Şimdiye kadar, rotaların bir HTTP İsteği yaptığınız belirli URL'ler olduğunu ve bu uç noktaların API'nin sağladığı işlevler olduğunu ve ortaya çıkardığı verilere bir şeyler yaptığını öğrendik. Yani uç nokta, yolun diğer ucunda bulunan bir programlama dili işlevidir ve belirttiğiniz HTTP İsteğini gerçekleştirir. Ayrıca, API'ye gerçekte hangi istekleri yaptığınızı belirten POST, GET, PUT, PATCH, DELETE ve daha fazlası (HTTP fiilleri olarak bilinir) gibi terimler olduğunu öğrendik. JSON gibi, bu HTTP İstek Yöntemleri de İnternet Mühendisliği Görev Gücü (IETF) tarafından tanımlanan İnternet standartlarıdır, özellikle de RFC 7231, Bölüm Dört: İstek Yöntemleri ve RFC 5789, Bölüm İki: Yama Yöntemi, burada RFC, RFC'nin kısaltmasıdır. Yorum isteği.

Bu nedenle, geçirilen kimliğin parametre olarak bilindiği .../books/id URL'sine bir GET isteğinde bulunabiliriz. Bir kaynak oluşturmak için .../books books'a veya bir kaynağı değiştirmek/değiştirmek/güncellemek için .../books/id POST, PUT veya PATCH isteğinde bulunabiliriz. Ayrıca belirli bir kitabı silmek için .../books/id için SİLME isteğinde bulunabiliriz.

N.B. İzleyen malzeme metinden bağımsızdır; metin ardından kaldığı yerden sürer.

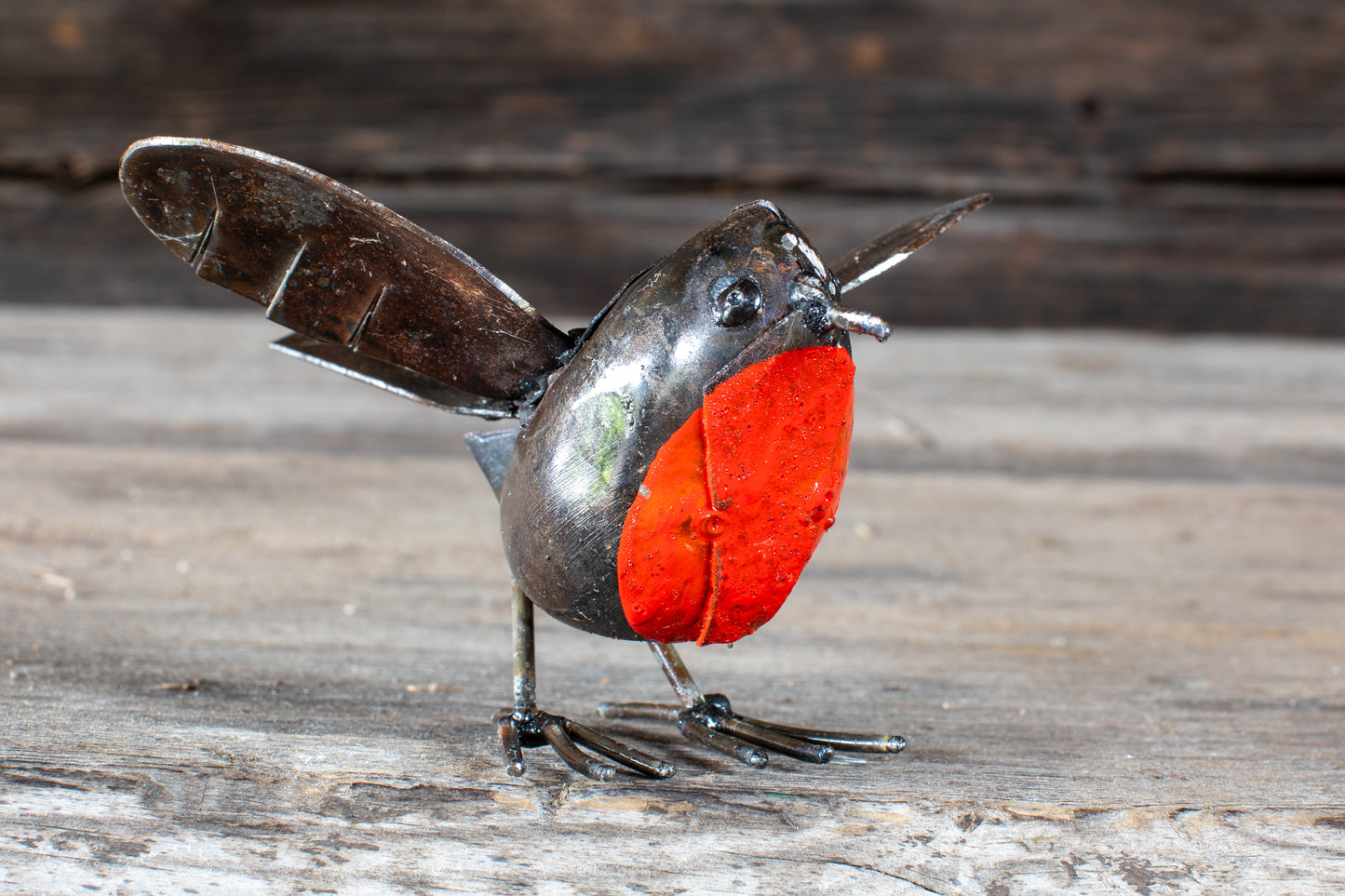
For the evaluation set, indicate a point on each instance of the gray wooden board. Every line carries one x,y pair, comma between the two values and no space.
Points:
254,621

HTTP İstek Yöntemlerinin tam listesi burada bulunabilir.

Bir HTTP İsteği yaptıktan sonra bir yanıt alacağımızı da unutmamak gerekir. Özel yanıt, API'yi nasıl oluşturduğumuza göre belirlenir, ancak her zaman bir durum kodu almanız gerekir. Daha önce, web tarayıcınız web sunucusundan HTML istediğinde “Tamam” ile yanıt vereceğini söylemiştik. Bu, HTTP Durum Kodu, daha spesifik olarak HTTP 200 OK olarak bilinir. Durum kodu sadece bitiş noktasında belirtilen işlemin veya eylemin nasıl tamamlandığını belirtir (unutmayın, tüm işi yapan bizim fonksiyonumuzdur). HTTP Durum Kodları sunucu tarafından geri gönderilir ve muhtemelen aşina olduğunuz birçok kod vardır, örneğin 404 Bulunamadı (kaynak veya dosya bulunamadı, bu .../books/id adresine GET isteğinde bulunmak gibi olacaktır. .../books/id , böyle bir kimliğin bulunmadığı durumlarda.)

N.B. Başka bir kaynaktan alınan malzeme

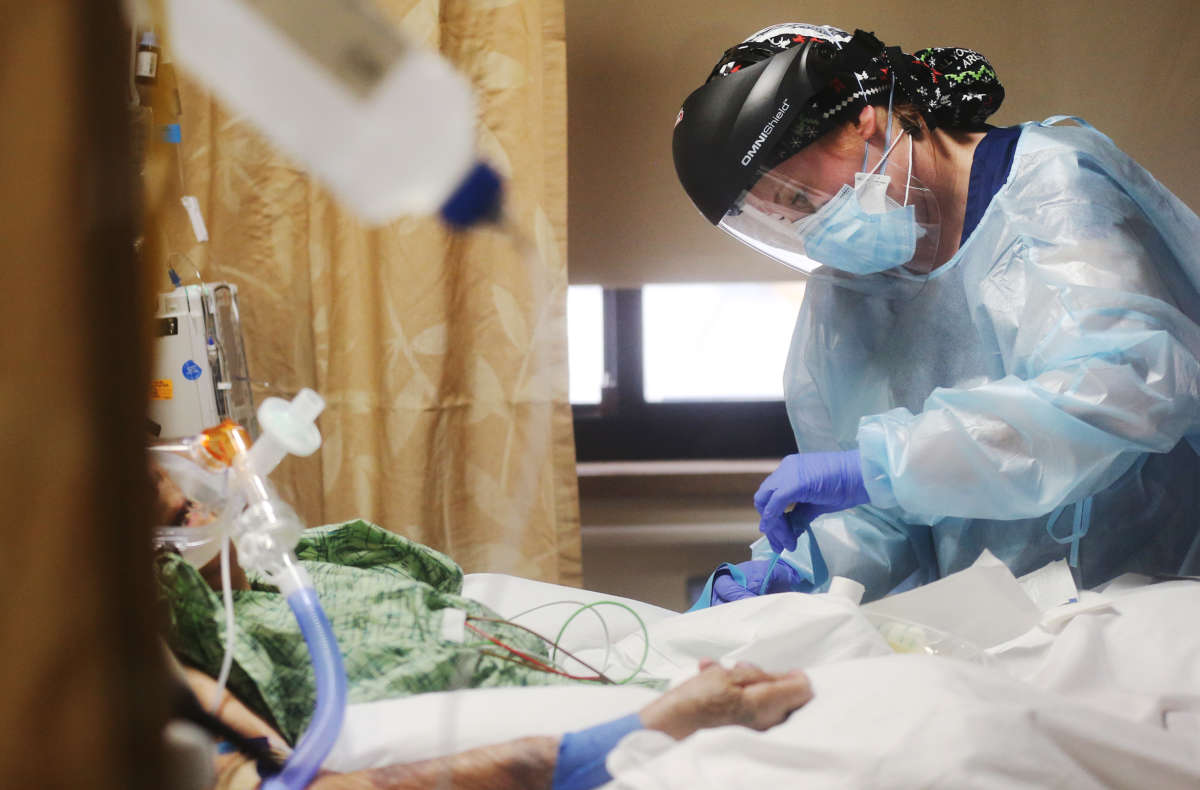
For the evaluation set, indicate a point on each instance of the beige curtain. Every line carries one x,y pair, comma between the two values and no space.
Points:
442,358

HTTP Durum Kodlarının tam listesi burada bulunabilir.

MongoDB

MongoDB, Firebase Gerçek Zamanlı Veritabanına benzer, ilişkisel olmayan, NoSQL bir veritabanıdır. Veritabanıyla MongoDB Native Driver veya Mongoose gibi bir Düğüm paketi aracılığıyla konuşacaksınız.

MongoDB'de veriler, MySQL, PostgreSQL veya SQLite gibi ilişkisel veritabanlarından oldukça farklı olan JSON'da depolanır. Her ikisine de veritabanları denir; SQL Tabloları Koleksiyonlar, SQL Tablo Satırları Belgeler ve SQL Tablo Sütunları Alanlar olarak adlandırılır.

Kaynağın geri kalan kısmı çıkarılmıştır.